И в остальном ты тоже, вообще говоря, не прав. (Поразительно: она что-то услышала и отважилась прыгнуть в темноту за ящик! Теперь сидит у ящика и стережет. Какое облегчение для меня!) Поверь обладателю крысиной норы, что твоя квартира роскошна, и мешает в ней (не говоря о прочем, что тебе как раз, удивительным образом, не мешает) то, что «избыток пространства» порождает «недостаток времени». Твое время как раз там и лежит — например, как ковер в прихожей. И пусть лежит, оно прекрасно как ковер, оно хорошо как домашний покой, но будущее время должно остаться для тебя и для всех непретворенным.
Как я теперь вижу, мой вопрос об этике был, собственно говоря, просьбой о письменных лекциях, это чудовищно, и я беру его назад. Правда, я тогда уже не знаю, как быть с твоим замечанием о вере и милости и о расхождениях с Максом и даже со мной.
Здоровье мое вполне прилично, в предположении, что мышебоязнь не является симптомом туберкулеза.
Еще интересная подробность военной программы нашего союза на 1918 год: окончание срока моего освобождения — 1. 1. 1918. Тут Гинденбург немножко опоздал.
Сердечный привет тебе и твоей супруге (у которой я со времени той истории с сумкой, к сожалению, больше ничего не забывал)>{194}.
Франц.
[Цюрау, начало декабря 1917 г.].
Дорогой Феликс,
Макс уже сообщил Оттле, что у тебя все хорошо, и твое письмо, даже помимо твоей воли, это подтверждает.
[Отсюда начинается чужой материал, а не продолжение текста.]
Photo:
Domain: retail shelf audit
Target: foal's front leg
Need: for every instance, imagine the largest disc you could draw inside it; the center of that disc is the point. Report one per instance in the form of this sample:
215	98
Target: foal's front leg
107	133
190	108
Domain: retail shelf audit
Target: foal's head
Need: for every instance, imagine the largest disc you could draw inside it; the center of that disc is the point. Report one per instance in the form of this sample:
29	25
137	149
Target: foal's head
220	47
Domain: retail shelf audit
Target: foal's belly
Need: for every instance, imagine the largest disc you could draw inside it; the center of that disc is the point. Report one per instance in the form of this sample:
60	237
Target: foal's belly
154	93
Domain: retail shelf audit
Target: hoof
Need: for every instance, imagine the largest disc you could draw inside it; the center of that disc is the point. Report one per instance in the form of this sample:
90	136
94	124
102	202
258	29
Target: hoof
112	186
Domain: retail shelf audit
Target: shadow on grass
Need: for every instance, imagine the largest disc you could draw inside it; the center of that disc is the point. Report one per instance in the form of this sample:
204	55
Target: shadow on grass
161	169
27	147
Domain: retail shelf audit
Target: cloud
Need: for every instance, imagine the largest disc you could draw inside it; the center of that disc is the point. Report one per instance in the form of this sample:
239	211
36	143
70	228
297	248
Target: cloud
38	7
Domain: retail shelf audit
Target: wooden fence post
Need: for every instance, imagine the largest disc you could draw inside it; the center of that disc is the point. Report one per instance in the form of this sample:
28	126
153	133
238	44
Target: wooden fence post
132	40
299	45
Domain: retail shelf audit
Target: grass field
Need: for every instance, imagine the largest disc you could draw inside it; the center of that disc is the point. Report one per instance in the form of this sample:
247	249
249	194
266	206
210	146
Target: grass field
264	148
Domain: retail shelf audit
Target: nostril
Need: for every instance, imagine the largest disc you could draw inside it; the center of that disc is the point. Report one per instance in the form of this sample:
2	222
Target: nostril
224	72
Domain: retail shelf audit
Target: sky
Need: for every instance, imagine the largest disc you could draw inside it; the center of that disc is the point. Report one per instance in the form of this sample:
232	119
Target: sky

Какая работа! По три-четыре книги каждый день, даже если одни и те же! Удивляет, естественно, не это количество само по себе, а напряженность поиска, в нем выражающаяся. Я тоже читал, правда, сравнительно мало, почти ничтожно мало, но я способен выдерживать только такие книги, которые по характеру мне очень близки, — так близки, что задевают за живое, все же остальное проходит мимо меня походным маршем, а искать я плохо умею.